Composition Of Pharmaceutical Water System
The pharmaceutical water system is mainly composed of a preparation unit and a storage and distribution system, and the pharmaceutical steam system is mainly composed of a preparation unit and a distribution system, which are similar. Among them, the preparation unit mainly includes softened water machine, purified water machine, high-purity water machine, distilled water machine and pure steam generator. The reserve and distribution system mainly includes reserve unit, distribution unit and water point pipe network unit.
Classification Of Pharmaceutical Water
From the perspective of standard classification, pharmaceutical water can be divided into Pharmacopoeia water that meets the requirements of the Pharmacopoeia and non-Pharmacopoeia water. Among them, non-Pharmacopoeia water refers to pharmaceutical water that is not included in the Pharmacopoeia, but can be used for production, such as drinking water, softened water, distilled water, reverse osmosis water, ultra-filtered water, deionized water, laboratory water, etc. Non-Pharmacopoeia water needs to at least meet the requirements of drinking water. If necessary, non-Pharmacopoeia water can also be used in pharmaceutical production operations, such as for cleaning production equipment, as raw materials for API production and laboratory applications, etc. It stipulates that water for injection must be used for the preparation of preparations, so whether it is Pharmacopoeia water or non-Pharmacopoeia water, it must meet the specified microbial limit standards.
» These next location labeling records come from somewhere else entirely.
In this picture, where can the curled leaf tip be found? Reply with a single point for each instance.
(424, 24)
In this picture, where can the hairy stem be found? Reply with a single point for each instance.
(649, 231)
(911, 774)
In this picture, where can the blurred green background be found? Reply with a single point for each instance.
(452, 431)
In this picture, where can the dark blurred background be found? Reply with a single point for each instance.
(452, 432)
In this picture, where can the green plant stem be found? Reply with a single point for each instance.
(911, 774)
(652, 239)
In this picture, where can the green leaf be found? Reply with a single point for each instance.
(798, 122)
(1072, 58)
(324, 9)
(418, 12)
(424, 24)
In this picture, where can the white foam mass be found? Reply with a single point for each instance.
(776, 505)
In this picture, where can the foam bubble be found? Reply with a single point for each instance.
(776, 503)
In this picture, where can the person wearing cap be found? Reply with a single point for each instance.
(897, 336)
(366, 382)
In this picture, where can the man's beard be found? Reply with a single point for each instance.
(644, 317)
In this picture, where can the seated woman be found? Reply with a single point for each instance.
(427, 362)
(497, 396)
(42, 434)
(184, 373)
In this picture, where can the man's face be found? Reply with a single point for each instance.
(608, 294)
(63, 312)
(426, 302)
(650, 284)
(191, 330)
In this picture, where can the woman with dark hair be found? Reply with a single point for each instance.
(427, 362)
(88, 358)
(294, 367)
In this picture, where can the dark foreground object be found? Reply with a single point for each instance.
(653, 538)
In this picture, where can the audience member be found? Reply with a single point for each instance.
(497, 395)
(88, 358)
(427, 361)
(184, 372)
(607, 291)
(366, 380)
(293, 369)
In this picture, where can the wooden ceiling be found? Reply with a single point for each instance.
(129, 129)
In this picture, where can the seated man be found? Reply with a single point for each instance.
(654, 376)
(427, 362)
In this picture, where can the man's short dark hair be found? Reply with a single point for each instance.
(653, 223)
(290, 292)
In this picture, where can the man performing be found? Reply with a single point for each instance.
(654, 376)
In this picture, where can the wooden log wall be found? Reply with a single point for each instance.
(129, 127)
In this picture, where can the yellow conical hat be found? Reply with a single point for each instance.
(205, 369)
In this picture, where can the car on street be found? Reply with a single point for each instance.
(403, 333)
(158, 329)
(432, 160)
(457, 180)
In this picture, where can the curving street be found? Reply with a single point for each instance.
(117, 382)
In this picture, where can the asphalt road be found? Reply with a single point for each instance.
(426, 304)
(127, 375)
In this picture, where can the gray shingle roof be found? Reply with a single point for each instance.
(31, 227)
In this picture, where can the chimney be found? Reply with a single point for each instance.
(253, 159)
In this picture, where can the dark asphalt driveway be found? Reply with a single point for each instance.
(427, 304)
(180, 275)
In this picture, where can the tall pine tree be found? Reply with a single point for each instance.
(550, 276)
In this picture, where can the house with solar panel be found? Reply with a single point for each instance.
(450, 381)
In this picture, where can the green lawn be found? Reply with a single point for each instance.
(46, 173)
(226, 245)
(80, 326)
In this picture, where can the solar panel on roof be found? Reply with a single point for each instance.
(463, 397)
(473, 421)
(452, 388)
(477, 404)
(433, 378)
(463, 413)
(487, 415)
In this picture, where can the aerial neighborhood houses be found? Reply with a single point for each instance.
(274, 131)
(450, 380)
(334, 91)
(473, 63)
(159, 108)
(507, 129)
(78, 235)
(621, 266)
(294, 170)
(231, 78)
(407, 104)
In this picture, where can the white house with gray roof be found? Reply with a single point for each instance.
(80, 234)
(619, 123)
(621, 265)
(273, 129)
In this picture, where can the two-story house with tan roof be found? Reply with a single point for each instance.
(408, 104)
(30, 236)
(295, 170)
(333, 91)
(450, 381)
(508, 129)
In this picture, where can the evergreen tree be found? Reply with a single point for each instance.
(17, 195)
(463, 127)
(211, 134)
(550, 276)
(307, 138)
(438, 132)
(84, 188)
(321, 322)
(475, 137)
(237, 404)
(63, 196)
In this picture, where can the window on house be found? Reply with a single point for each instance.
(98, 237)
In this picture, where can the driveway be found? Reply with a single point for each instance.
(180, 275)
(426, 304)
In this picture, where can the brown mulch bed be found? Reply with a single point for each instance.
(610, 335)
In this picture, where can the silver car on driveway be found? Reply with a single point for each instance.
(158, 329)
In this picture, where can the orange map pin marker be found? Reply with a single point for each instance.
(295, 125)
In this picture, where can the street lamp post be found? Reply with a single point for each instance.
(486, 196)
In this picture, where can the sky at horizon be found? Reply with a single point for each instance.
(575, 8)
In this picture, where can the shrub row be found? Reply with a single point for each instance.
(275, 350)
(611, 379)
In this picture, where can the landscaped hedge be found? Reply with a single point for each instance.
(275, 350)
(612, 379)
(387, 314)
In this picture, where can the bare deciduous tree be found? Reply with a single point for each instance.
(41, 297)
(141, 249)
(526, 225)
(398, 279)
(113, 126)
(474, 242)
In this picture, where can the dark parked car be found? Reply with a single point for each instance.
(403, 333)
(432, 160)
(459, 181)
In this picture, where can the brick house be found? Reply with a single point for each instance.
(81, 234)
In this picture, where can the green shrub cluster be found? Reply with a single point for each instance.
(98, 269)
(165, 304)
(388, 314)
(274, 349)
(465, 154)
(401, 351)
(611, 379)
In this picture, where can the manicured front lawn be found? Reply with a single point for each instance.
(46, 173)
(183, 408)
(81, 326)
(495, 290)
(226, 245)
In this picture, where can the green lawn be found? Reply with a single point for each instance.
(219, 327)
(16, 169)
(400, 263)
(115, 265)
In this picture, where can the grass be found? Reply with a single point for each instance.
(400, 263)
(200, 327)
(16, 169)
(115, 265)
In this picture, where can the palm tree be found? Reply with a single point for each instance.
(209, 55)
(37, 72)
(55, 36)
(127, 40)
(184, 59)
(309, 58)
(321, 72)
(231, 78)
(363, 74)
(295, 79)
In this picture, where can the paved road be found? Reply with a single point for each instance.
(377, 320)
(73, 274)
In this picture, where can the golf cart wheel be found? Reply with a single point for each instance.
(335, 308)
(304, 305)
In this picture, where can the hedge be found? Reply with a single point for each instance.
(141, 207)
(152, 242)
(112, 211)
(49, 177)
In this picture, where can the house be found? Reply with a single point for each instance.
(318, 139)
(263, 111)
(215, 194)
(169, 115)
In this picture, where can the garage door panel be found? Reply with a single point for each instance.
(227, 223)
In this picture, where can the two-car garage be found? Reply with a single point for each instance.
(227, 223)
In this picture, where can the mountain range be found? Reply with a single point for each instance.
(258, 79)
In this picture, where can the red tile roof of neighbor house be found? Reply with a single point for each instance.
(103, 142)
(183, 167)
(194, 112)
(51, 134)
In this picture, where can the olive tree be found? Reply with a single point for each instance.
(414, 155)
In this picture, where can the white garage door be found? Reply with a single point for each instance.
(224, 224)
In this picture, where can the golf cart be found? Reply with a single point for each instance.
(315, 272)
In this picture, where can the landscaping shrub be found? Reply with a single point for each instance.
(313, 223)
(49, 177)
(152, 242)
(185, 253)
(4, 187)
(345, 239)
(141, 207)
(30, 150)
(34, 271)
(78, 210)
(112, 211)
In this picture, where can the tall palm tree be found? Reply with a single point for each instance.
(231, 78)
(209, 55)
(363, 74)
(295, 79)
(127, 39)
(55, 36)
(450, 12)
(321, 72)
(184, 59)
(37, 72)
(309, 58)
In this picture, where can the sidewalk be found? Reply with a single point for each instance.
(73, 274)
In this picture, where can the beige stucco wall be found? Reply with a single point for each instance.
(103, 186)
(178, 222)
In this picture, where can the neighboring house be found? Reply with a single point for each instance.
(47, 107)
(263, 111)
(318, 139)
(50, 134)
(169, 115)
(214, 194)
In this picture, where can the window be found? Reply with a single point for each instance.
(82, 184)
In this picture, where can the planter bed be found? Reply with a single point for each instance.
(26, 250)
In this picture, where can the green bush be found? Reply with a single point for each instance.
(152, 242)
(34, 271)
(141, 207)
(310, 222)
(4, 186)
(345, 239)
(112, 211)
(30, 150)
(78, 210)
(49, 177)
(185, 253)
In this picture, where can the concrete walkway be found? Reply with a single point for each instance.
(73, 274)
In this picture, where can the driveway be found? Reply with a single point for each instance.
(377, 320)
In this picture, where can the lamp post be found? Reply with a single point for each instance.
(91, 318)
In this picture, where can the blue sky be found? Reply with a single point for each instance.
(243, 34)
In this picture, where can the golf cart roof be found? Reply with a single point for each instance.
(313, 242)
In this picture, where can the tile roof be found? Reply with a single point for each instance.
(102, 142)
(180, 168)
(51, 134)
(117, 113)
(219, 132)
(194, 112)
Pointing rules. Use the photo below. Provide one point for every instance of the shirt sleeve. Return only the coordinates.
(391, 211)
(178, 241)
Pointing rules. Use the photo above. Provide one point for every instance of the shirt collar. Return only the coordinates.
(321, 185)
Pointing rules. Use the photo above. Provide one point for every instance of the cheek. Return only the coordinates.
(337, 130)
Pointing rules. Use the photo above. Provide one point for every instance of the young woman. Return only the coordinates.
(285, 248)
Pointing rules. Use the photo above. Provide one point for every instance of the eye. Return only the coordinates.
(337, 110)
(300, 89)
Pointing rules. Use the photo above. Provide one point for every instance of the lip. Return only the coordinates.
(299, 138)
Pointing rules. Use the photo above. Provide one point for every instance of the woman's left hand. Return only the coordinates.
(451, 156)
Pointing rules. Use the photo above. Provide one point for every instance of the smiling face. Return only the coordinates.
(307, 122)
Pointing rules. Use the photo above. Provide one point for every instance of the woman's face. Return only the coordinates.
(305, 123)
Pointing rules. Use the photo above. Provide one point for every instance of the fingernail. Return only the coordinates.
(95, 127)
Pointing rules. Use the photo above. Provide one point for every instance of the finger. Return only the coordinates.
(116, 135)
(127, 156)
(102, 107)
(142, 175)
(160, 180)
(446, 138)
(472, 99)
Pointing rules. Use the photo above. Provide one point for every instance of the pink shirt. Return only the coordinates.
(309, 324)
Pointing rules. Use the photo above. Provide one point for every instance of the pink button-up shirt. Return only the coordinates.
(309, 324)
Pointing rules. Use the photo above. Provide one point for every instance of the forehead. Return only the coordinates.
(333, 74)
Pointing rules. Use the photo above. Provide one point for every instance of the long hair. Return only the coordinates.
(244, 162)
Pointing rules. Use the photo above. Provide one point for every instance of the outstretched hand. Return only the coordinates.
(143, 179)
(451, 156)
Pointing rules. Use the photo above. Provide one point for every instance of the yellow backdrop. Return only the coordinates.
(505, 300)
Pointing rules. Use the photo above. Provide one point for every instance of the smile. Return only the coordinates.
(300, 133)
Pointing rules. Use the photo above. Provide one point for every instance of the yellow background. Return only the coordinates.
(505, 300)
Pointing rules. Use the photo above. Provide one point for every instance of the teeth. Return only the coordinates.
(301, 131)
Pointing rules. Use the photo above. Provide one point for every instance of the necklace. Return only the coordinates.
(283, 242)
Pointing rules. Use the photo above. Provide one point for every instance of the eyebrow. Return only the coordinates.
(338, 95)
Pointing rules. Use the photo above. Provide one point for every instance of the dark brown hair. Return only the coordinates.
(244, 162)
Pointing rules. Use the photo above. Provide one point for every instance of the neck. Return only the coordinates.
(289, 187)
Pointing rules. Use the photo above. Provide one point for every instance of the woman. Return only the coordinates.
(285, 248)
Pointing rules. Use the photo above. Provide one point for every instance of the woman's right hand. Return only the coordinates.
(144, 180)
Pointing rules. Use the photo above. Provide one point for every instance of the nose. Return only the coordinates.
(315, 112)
From the perspective of use, pharmaceutical water is mainly divided into two categories: bulk water and packaged water. Bulk water, also known as raw water, refers to the water used in the pharmaceutical production process, and packaged water, also known as finished water, refers to the packaged finished water produced in accordance with the pharmaceutical process. Bulk water approved by the Chinese Pharmacopoeia includes purified water and water for injection, and approved packaged water includes sterile water for injection. Bulk water approved by the European Pharmacopoeia includes bulk purified water, high-purity water and water for injection, and approved packaged water includes packaged purified water and sterile water for injection. Bulk water approved by the US Pharmacopoeia includes purified water, water for hemodialysis and water for injection, and approved packaging water includes bacteriostatic water for injection, sterile water for inhalation, sterile water for injection, sterile flushing water and sterile purified water.
Water Production Process Management
Commonly used process waters are: raw water, which refers to the water before entering the water treatment process; purified water, which is produced from tap water after multi-media filtration, activated carbon filtration, softener filtration, security filter, reverse osmosis and EDI processing. Water for injection; water for injection is made of purified water by high temperature heating and distillation, so it is also called distilled water; pure steam is the steam produced by heating purified water at high temperature.
Preparations Before Making Water
Each system should be checked before the equipment is turned on. The main inspection items for the preparation and storage systems of purified water, water for injection, and pure steam generators are similar: check the power supply voltage, tap water supply (water level in the purified water storage tank), industrial steam pressure, compressed air pressure, check each connection and pipeline connection to ensure that there is no leakage in the pipeline; check the status of the respirator valve of the water storage tank, test the equipment, and check the working status of each component.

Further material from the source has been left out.